# New foals and blue eyes.



## Firefall (Feb 16, 2006)

All foals are born with blue eyes, right?

Ok, then IF the eye is going to change color, at what age does that happen?

Thanks.


----------



## CharmedMinis (Feb 16, 2006)

Nope.....they aren't all born with blue eyes.............

I had 2 fillies born one year apart, they have the same Dam, they were both born with jet black eyes......and by about 3 months old their eyes were deep navy blue, and both of them still have navy blue eyes. One is now a 2 year old and the other is a yearling.

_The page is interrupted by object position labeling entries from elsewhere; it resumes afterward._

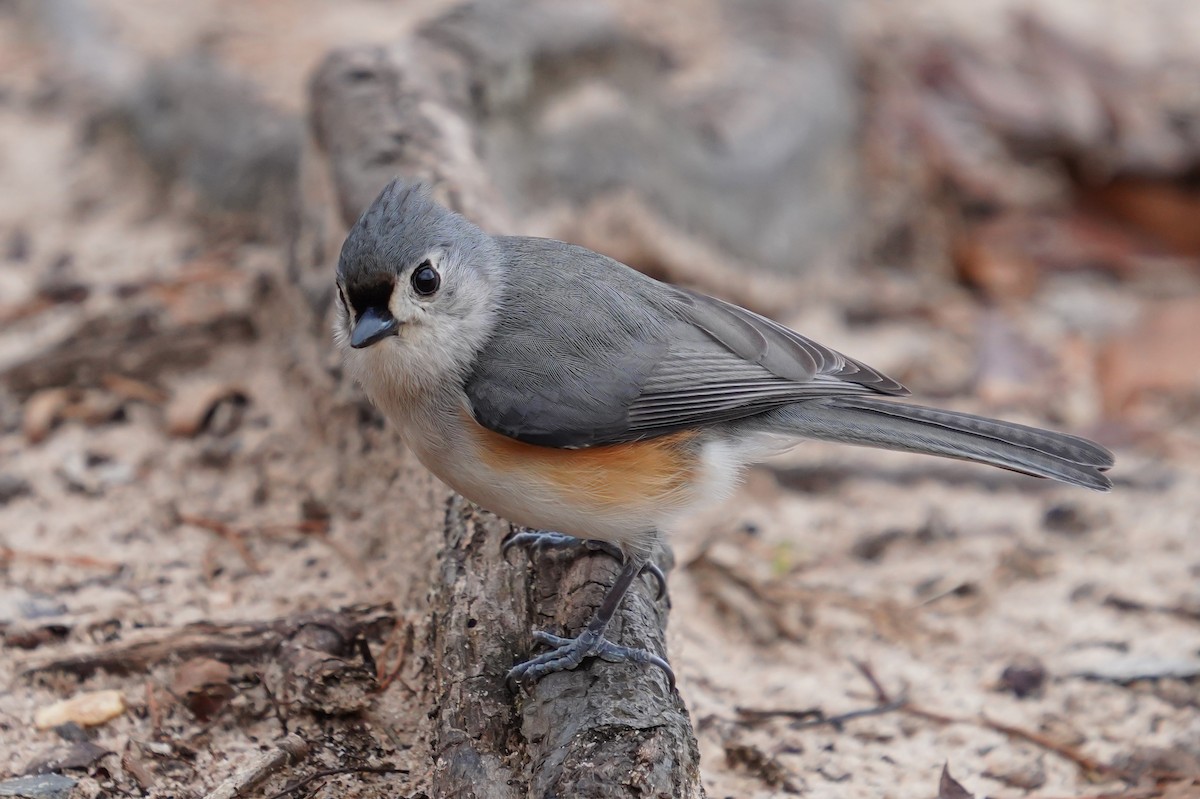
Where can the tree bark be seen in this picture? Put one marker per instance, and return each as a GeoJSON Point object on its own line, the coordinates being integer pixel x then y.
{"type": "Point", "coordinates": [603, 730]}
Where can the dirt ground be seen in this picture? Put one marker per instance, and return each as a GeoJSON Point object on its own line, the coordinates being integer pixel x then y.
{"type": "Point", "coordinates": [1037, 640]}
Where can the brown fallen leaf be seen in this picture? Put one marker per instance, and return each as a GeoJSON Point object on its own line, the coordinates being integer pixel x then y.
{"type": "Point", "coordinates": [42, 412]}
{"type": "Point", "coordinates": [137, 390]}
{"type": "Point", "coordinates": [951, 788]}
{"type": "Point", "coordinates": [203, 685]}
{"type": "Point", "coordinates": [1159, 355]}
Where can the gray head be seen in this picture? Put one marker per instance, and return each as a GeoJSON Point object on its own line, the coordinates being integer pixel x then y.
{"type": "Point", "coordinates": [417, 286]}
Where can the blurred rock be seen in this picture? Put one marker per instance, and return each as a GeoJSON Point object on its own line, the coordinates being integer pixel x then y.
{"type": "Point", "coordinates": [757, 158]}
{"type": "Point", "coordinates": [11, 487]}
{"type": "Point", "coordinates": [1157, 358]}
{"type": "Point", "coordinates": [1024, 677]}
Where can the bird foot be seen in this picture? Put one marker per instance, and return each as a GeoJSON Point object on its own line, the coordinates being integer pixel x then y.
{"type": "Point", "coordinates": [569, 653]}
{"type": "Point", "coordinates": [538, 541]}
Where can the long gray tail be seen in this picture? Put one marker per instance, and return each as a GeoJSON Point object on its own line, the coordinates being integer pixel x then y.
{"type": "Point", "coordinates": [888, 425]}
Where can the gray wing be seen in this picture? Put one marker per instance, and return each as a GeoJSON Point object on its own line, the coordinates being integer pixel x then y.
{"type": "Point", "coordinates": [589, 352]}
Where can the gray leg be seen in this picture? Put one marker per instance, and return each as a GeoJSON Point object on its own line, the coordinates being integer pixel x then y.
{"type": "Point", "coordinates": [569, 653]}
{"type": "Point", "coordinates": [537, 541]}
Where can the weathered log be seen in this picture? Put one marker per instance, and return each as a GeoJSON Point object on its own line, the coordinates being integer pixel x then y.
{"type": "Point", "coordinates": [603, 730]}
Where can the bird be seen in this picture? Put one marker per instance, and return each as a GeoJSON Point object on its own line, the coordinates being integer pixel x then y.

I have had 2 horses, different parents, that carry the cream gene be born with bright crystal blue eyes, they are both 2 year olds now and their eyes are a hazel greenish light tan color now, in certain light they still carry some blue. Their eyes started to change when they were about 8 months old.

I also had a pinto colt born who is now 2 years old, he was born with brown eyes and they have never changed shades.


----------



## Marty (Feb 16, 2006)

Good question. We've got two of those blue eyes here.

Guess who??????


----------



## rabbitsfizz (Feb 16, 2006)

No foals are not born necessarily with blue eyes. Having said that I had a filly three years ago who I still could not decide if she was Palomino or Cremello at two weeks, Eyes finally started fading at six weeks. She was Palomino



:


----------



## Dona (Feb 16, 2006)

NO....all foals are NOT born with blue eyes. The foal's who are born with bright blue eyes and carry the pinto gene, or double dilutes (such as cremello) are usually the ones who will keep blue eyes.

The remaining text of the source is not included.